"Oii!"
Suara itu menghentikan langkah Ale remaja yang sedang menggendong ransel sekolah. Masih lengkap pula dengan seragam putih-abu. Sempat mengalami keterlambatan dalam menangkap situasi, namun tak sekalipun melunturkan ketampanannya.
Ale sempat menerawang ke segala arah. Mencari sumber suara. Sebab, halaman belakang sekolah tampak sepi pada jam kelas tambahan.
"Oii! Sini!"
Panggilan yang kedua membuatnya sadar. Agak sedikit kaget saat menemukan seorang gadis berambut pendek di atas pohon yang tinggi. Sepertinya Lynn memang selalu nyentrik.
Bug!
"O-oh!" Ale menangkap sebuah botol susu siap minum yang dilemparkan Lynn dari atas sana.

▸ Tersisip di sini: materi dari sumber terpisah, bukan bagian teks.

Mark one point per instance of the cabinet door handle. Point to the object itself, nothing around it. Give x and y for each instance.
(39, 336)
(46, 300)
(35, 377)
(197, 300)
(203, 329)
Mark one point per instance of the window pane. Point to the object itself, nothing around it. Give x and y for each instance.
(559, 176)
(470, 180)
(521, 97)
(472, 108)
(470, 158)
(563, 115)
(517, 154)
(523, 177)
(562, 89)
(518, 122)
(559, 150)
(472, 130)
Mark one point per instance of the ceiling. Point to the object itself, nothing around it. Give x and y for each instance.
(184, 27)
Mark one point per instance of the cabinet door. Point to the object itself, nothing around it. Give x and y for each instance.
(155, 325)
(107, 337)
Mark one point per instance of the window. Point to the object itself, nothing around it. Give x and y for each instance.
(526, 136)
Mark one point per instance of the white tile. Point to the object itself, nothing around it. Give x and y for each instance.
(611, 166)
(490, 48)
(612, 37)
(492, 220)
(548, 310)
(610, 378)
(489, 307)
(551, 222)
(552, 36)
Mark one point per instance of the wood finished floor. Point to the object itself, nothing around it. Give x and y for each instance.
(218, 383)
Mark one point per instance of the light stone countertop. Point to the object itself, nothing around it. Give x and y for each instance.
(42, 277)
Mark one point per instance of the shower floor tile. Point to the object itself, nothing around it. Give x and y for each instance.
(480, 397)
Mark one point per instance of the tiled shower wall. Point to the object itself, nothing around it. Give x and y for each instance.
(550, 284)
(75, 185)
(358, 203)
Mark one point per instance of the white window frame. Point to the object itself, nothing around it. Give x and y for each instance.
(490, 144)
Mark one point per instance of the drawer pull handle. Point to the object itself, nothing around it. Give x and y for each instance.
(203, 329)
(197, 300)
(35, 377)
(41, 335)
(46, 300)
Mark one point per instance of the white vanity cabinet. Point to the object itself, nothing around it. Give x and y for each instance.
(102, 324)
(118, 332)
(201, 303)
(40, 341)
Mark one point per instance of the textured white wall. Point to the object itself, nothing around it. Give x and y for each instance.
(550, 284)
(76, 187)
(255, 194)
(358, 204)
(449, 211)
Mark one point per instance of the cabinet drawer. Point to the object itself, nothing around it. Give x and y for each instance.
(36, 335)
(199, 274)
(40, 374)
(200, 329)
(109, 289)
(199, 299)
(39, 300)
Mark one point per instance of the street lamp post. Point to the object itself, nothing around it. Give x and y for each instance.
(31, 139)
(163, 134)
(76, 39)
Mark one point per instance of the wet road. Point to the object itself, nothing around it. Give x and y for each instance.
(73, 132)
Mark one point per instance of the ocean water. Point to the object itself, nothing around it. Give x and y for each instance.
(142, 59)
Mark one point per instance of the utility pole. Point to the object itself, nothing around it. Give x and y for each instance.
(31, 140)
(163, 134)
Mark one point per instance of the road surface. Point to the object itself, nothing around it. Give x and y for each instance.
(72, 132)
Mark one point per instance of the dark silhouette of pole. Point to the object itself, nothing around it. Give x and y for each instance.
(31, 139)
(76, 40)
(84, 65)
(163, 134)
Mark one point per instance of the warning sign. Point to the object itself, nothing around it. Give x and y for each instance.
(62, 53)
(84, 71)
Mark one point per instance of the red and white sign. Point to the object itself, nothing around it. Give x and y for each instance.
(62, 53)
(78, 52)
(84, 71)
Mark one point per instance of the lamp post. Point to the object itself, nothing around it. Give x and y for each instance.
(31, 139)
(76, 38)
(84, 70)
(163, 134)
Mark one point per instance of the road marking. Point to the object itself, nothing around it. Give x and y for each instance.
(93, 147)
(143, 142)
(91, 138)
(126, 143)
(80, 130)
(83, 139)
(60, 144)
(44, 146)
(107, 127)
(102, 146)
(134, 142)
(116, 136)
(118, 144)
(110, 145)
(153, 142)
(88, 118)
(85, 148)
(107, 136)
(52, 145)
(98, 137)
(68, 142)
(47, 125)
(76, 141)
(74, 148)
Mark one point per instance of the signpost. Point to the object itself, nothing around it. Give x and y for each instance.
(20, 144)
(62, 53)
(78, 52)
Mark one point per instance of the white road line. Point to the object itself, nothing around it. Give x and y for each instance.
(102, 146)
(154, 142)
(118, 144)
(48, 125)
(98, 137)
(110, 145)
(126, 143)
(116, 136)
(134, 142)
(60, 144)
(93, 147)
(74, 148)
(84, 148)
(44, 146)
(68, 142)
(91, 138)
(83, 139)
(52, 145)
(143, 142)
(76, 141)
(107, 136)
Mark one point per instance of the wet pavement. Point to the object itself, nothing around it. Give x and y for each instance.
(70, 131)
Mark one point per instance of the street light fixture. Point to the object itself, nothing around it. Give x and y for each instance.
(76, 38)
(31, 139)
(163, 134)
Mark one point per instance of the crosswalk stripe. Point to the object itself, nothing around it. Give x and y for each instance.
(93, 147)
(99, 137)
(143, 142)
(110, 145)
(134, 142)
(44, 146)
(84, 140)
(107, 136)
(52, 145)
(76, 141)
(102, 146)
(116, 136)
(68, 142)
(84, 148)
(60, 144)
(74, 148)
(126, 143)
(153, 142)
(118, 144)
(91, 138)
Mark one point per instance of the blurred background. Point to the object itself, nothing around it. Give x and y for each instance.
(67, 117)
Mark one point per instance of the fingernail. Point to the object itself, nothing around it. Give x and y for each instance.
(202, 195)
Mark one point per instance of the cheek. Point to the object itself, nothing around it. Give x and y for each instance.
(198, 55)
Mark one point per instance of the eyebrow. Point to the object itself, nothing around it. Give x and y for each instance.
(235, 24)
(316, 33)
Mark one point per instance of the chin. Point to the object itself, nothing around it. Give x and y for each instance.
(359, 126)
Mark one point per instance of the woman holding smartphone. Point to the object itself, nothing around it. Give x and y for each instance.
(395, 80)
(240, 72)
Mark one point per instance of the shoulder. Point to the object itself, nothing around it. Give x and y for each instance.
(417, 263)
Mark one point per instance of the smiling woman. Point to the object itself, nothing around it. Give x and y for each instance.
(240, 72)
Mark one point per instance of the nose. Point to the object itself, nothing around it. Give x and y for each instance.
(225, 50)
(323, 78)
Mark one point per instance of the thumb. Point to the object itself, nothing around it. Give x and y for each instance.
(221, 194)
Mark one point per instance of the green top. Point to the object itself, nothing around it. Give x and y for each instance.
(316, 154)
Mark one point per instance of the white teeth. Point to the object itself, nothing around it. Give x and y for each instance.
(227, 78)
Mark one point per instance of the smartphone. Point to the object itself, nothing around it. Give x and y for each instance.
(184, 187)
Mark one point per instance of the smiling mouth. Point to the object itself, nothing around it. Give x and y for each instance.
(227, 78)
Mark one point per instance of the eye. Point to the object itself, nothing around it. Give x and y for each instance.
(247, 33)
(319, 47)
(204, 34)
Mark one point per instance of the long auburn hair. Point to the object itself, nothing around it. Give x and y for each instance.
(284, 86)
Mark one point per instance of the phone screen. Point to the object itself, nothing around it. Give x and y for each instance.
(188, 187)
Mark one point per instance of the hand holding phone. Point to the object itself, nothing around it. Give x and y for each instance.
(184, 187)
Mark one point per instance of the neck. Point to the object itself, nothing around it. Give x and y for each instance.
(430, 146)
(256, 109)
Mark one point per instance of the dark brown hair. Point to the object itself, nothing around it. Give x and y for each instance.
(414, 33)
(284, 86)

Lantas pemuda itu mendongak ke atas. Menyipit. Memperhatikan Lynn yang tak meninggalkan sepenggal kata. Mencecap susu rasa melon dengan posisi terbaiknya. Bersama kesiur angin sore yang berhembus. Gadis itu bersandar santai di atas sana selayaknya Tarzan. Mungkinkah dia Tarzan-Wati?
"Ini susu buat gue?" tanya Ale dari bawah sana.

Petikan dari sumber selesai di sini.